His character–that of the shy, awkward, laconic, drawling, decent man from a small midwestern town–was partly real, partly Stewart’s creation. Stewart was from Indiana, all right–Indiana, Pennsylvania, a small town in the northern part of the state, where his father ran a hardware store. Far from being the simple rustic, however, Stewart is a highly intelligent man who graduated from one of the country’s top universities, Princeton, after studying architecture. From all accounts Stewart in real lief is much like his screen character–a sincere, decent man of principles.
Mr. Smith, the story of an honest but naive junior senator in prewar Washington who decides to fight the good fight against the corruption around him, turned out to be the quintessential Stewart role.

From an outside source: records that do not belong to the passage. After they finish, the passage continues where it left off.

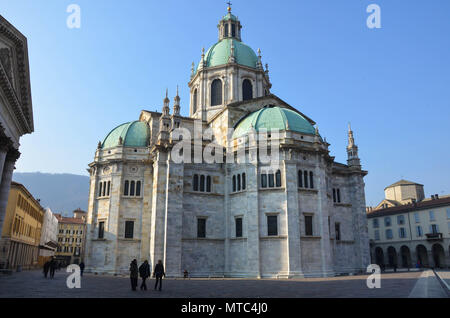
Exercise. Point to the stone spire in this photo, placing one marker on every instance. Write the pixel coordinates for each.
(352, 150)
(259, 65)
(166, 107)
(176, 105)
(231, 59)
(202, 61)
(192, 70)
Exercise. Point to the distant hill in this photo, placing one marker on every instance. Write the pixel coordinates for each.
(62, 193)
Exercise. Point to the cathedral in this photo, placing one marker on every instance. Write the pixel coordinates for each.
(304, 217)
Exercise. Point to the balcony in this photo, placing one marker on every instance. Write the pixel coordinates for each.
(434, 236)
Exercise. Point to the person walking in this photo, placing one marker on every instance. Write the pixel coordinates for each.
(133, 274)
(46, 268)
(81, 268)
(53, 266)
(159, 273)
(144, 271)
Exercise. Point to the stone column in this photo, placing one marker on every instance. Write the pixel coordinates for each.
(3, 152)
(5, 184)
(292, 220)
(253, 214)
(323, 213)
(146, 211)
(358, 201)
(158, 209)
(173, 219)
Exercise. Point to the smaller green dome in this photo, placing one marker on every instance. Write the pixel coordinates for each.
(273, 117)
(229, 16)
(134, 134)
(219, 53)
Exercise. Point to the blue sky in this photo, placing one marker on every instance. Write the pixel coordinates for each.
(392, 83)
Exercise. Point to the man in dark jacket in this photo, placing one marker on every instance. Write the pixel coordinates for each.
(46, 268)
(81, 268)
(159, 273)
(144, 271)
(133, 274)
(53, 266)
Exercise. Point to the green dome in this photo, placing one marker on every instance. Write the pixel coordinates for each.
(229, 16)
(273, 117)
(134, 134)
(219, 53)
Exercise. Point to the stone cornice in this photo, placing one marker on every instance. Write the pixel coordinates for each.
(24, 100)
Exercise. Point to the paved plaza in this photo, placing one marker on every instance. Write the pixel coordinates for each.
(393, 285)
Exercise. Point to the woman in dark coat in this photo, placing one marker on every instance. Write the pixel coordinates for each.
(144, 271)
(133, 274)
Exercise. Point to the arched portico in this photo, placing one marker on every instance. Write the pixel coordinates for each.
(406, 256)
(422, 256)
(438, 255)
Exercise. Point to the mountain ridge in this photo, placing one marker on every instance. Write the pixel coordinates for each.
(61, 192)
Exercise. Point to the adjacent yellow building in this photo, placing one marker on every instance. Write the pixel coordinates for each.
(21, 231)
(71, 238)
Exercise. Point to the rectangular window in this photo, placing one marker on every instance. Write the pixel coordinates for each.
(238, 227)
(377, 235)
(387, 221)
(432, 216)
(389, 235)
(201, 227)
(375, 223)
(101, 229)
(271, 181)
(129, 229)
(272, 225)
(308, 225)
(264, 181)
(434, 228)
(337, 227)
(419, 231)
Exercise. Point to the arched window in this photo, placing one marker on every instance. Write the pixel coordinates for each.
(138, 188)
(278, 178)
(195, 187)
(125, 188)
(305, 178)
(208, 184)
(202, 183)
(216, 92)
(132, 188)
(264, 180)
(234, 183)
(247, 90)
(271, 180)
(300, 179)
(194, 102)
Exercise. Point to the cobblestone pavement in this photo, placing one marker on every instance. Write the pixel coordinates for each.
(33, 284)
(445, 275)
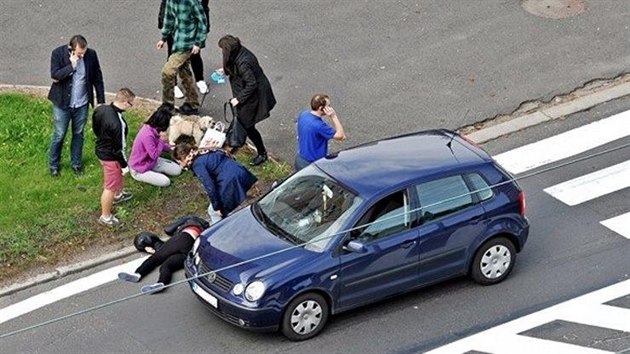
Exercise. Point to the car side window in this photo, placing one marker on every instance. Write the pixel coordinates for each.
(480, 186)
(443, 196)
(387, 216)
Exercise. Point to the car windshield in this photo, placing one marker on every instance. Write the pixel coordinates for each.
(308, 208)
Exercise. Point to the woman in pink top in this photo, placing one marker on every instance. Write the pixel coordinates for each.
(145, 163)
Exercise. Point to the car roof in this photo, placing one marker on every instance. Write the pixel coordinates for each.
(374, 167)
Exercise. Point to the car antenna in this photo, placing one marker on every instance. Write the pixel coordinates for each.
(450, 142)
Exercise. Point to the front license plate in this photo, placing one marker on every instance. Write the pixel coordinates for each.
(204, 295)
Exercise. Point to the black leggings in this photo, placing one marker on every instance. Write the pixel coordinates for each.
(256, 138)
(171, 256)
(195, 60)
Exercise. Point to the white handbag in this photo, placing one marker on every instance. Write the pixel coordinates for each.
(216, 132)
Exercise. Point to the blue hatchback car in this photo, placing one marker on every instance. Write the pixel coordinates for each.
(359, 226)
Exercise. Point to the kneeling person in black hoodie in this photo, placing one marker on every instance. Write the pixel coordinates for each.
(171, 255)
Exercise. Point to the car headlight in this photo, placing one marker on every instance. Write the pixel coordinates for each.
(196, 245)
(255, 291)
(238, 289)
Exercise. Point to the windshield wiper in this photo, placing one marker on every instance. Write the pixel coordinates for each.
(272, 226)
(258, 214)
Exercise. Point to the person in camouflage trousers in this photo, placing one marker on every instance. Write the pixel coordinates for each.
(185, 22)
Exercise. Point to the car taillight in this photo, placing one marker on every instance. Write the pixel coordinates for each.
(521, 203)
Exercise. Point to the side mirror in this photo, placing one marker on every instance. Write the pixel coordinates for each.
(355, 246)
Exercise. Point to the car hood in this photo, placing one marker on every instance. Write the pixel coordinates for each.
(240, 245)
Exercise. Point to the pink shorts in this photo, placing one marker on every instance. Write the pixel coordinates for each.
(112, 176)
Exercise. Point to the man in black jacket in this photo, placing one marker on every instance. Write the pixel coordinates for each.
(171, 255)
(110, 129)
(76, 73)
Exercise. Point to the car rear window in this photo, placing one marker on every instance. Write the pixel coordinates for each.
(443, 196)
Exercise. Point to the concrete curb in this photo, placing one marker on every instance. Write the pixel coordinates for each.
(551, 112)
(67, 270)
(489, 132)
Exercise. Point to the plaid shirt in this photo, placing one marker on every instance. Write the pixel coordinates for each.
(186, 22)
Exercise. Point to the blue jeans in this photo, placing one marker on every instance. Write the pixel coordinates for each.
(62, 118)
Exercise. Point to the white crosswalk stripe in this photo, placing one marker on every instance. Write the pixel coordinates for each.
(587, 309)
(592, 185)
(567, 144)
(619, 224)
(590, 310)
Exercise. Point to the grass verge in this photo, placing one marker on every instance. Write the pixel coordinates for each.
(44, 220)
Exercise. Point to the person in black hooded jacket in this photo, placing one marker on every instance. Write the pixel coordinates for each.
(253, 97)
(110, 129)
(171, 255)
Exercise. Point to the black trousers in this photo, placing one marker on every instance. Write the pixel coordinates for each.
(196, 63)
(256, 138)
(170, 256)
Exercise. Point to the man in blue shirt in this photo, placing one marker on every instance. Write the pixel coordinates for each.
(313, 132)
(76, 74)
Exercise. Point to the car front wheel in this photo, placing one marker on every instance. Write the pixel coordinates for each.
(493, 261)
(305, 317)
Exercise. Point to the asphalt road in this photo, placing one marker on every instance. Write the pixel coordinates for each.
(391, 66)
(568, 254)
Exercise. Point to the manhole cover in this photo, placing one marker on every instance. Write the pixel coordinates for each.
(554, 8)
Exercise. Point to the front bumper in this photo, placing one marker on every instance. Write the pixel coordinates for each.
(256, 319)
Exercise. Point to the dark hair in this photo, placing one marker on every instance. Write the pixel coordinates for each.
(181, 151)
(124, 95)
(160, 119)
(230, 46)
(319, 101)
(78, 41)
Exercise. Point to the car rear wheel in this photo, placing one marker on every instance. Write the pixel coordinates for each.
(493, 261)
(305, 317)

Of course, he was ably supported by the superb cast, especially the delightful Jean Arthur, she of the fetching husky voice, childishly querulous at one moment, deeply reassuring the next, the blonde beauty and dazzling smile. Miss Arthur, frequently cast as a secretary or shopgirl, projected an image of warmth, decency and loyalty in most of her roles. Her last screen role embodied all of these qualities–as Van Heflin’s wife in that greatest of all westerns, George Stevens’ Shane. Also present, as Stewart’s opponent, is the great English actor Claude Rains, his hair dyed white for the part, which his magnificent voice and superb professionalism. One of the delights of viewing movies from the 1930s and ’40s is to renew acquaintance with the numerous character actors whose talents helped to shape the picture–Thomas Mitchell, who that same year played an alcoholic doctor in Stagecoach; Edward Arnold, Hollywood’s personification of the American businessman; and, in one of his earliest roles, Jack Carson.
Mr. Smith is an excellent example of the auteur theory, which Frank Capra put into practice decades before Andrew Sarris popularized the term. Capra’s credo was “One man, one film”–in short, complete control of his films. At Columbia, in the 1930s, Capra was one of the few directors to have this privilege, earned by a succession of phenomenally successful films. His pictures, and Mr. Smith is typical, generally reflected a belief in the basic decency of the American people and their institutions, of warmth and love and humor.
Today, at 85, Frank Capra is retired, his last picture, Pocketful of Miracles (a remake of Lady for a Day), having been made in 1961. His one-time mentor, Harry Cohn, died almost exactly 25 years ago, on February 27, 1958. However, the films from their incredibly productive association are still with us, delighting new generations with their timeless appeal.